I never had any confidence to share any of my photography, or thought that anyone cared enough to look at it (most people didn’t know I even loved photography), until I heard in November 2015 that Anton Corbijn had retired. It broke me to know that a man so talented had thrown in his towel against the 200,000 photos uploaded to Facebook per minute (six billion each month) and over 16 billion photographs on Instagram – that photography was now considered by many as just his ‘hobby’.
Photography as a slow, analogue art-form had died. With the many digital products available, anyone can hack away at Photoshop, become a selfie expert or filter junkie. People were seeing with their smartphones, not their eyes. What need do we have anymore for old-fashioned specialists using toxic chemicals, making a physical print that can be neither insta-shared nor ‘liked’? Personally, I don’t think there is anything better than analogue photography and an afternoon in a darkroom with toxic chemicals.
Corbijn shot thousands of musicians, everyone from the Rolling Stones to Björk over 40 years. My artistic hero, Tom Waits, was his favourite subject. Known for melancholic, black-and-white photos with a raw, anti-glamour aesthetic, Corbijn’s work is timeless. Some images intentionally include motion-blur, like his portrait of Pavarotti, growling like a death metal star.
Corbijn has steady hands, something he credits to his non-coffee, non-smoking lifestyle. He believes sharpness is overrated. It’s his technical preference to shoot with slow shutter speeds, which allows movement in the frame. Corbijn’s portraits are considered and painterly rather than urgent.
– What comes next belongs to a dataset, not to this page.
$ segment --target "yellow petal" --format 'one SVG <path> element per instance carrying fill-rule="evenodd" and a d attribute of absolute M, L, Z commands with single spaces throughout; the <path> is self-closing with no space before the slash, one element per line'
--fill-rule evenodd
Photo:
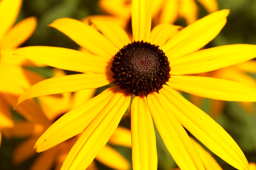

His subjects fit into artful compositions.
Time was valuable to Corbijn, who took days to make his best shots. But now Corbijn spends his time doing other things. Photography as a slow pursuit is being lost, and Corbijn isn’t interested in spending his time to speed it up to today’s pace. Corbijn’s right, but I’m not sure there’s any other way now to share ideas and photographic compositions. It is tiring. It sometimes seems pointless. A ‘like’ or ‘share’ isn’t worth anything, it has no monetary value. And publishing is dying, if not dead. It’s the idea that, through all the noise, someone may have noticed or cared enough to look closely. And that ultimately, a body of work will have some emotional and historical value in the years to come. Corbijn’s work certainly does – even if only to the artist and his subjects.